Les chercheurs évolutionnistes ont forcément dû expliquer ces faits. Parce que les mesures ont été faites et refaites souvent.....
Ils y ont réussi,
scientifiquement.
Ces chiffres reconnus officiellement aberrants par les évolutionnistes s’expliquent par la pression hydrostatique,qui elle-même explique la forte concentration en argon 40 ( la « pression hydrostatique » est tout simplement la pression de l’eau à ces profondeurs ).
Des études plus précises ont confirmé la cause « aquatique" de ces datations mesurées :
J'explique donc les études plus précises.

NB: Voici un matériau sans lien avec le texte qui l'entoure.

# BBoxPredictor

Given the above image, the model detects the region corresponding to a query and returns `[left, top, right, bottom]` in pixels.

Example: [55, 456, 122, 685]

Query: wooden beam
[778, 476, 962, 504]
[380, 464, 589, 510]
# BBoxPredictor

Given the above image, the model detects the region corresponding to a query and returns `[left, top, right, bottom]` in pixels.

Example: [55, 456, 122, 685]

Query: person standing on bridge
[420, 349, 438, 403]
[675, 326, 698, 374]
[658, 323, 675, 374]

A une profondeur précisément de 2590 m (précisément), on a prélèvé et on a « daté » des « carottes » de roches dans l’épaisseur du volcan : et les résultats de datations pour des épaisseurs graduelles (toujours à - 2590 mètres de profondeur) donnent encore des absurdités pour l’évolutionnisme:
Nous sommes à 2590 m de profondeur ; à 1 cm de carottage, on date de 42 900 000 ans, à 2 cm ; 33.000.000 ans ; à 4 cm, 4.300.000 ans ; à 6,5 cm, 1.500.000 ans ; à 11 cm, 1.000.000 ans. La pression de l’eau causant, de moins en moins, des dates élevées, celles-ci diminuent avec la profondeur du carottage.

Ces données deviennent donc explicables et simples par la présence de l'eau au moment de la formation de roches en question... C’est cohérent et vérifiable avec rigueur que (premièrement) l'eau et (deuxièmement) la pression de l'eau (pression hydrostatique) sont responsables de ces mesures fafelues (en apparence, et seulement pour un évolutionniste, si je puis me permettre).

D’autres auteurs établissent les mêmes mesures et aboutissent aux mêmes résultats apparemment aberrants pour l’évolutionnisme :
(revue « Science » n°161, pages 1132 à 1135, année 1968 ; revue « Science », n°218, page 262).
C’est donc à la fois deux choses qui sont la cause de ces mesures que les évolutionnistes ne comprennent pas dans un premier temps (de toute façons, ils n'ont jamais rien compris : ça pas plus qu'autre chose) :
  • la pression de l'eau : variation de l'âge apparent en fonction de la profondeur dans l'océan.
  • la présence de l’eau : variation de l'âge apparent en fonction de la profondeur dans la roche à laquelle on prélève le morceau de rocher pour toujours une profondeur donnée et donc bien précise.
Ces deux paramètres sont donc les 2 causes de ces datations trop élevées.